Türkisblau eingebunden, in der Farbe des Meeres, von dem wir alle träumen, auf der Vorderseite ein Foto dreier Damen, die im Badeanzug mit Strohhut am Strand sitzen – so präsentiert sich Louise de Vilmorins "Liebesgeschichte" als ideale Urlaubslektüre, die es auch tatsächlich ist.

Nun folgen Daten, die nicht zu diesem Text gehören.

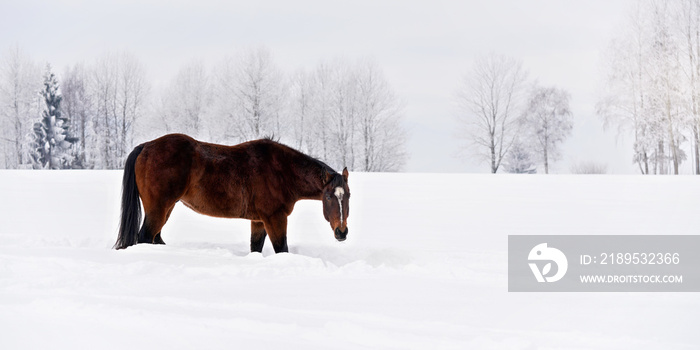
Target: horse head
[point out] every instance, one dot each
(336, 203)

Zwei Freundinnen, die unterschiedlicher kaum sein könnten, die bürgerliche Gattin Catherine Valle-Didier und die recht freizügige Marise Lejeand, verbringen gemeinsam die Ferien in der Normandie. Dort bietet eine "sehr alte", "sehr reiche" Amerikanerin den beiden ihr Haus an, da sie selbst in Begriff steht abzureisen. Zum ‚Inventar’ gehöre indes ihr Enkel, Peter von L., der sich nach sechs Jahren an den Fronten des Zweiten Weltkriegs, in dem er zwei Brüder und den Familienbesitz verlor, dort erholen soll. Vor allem aber muss ihm der Tod der Angebeteten verheimlicht werden, da diese Nachricht ihn nach Meinung der Ärzte umbrächte.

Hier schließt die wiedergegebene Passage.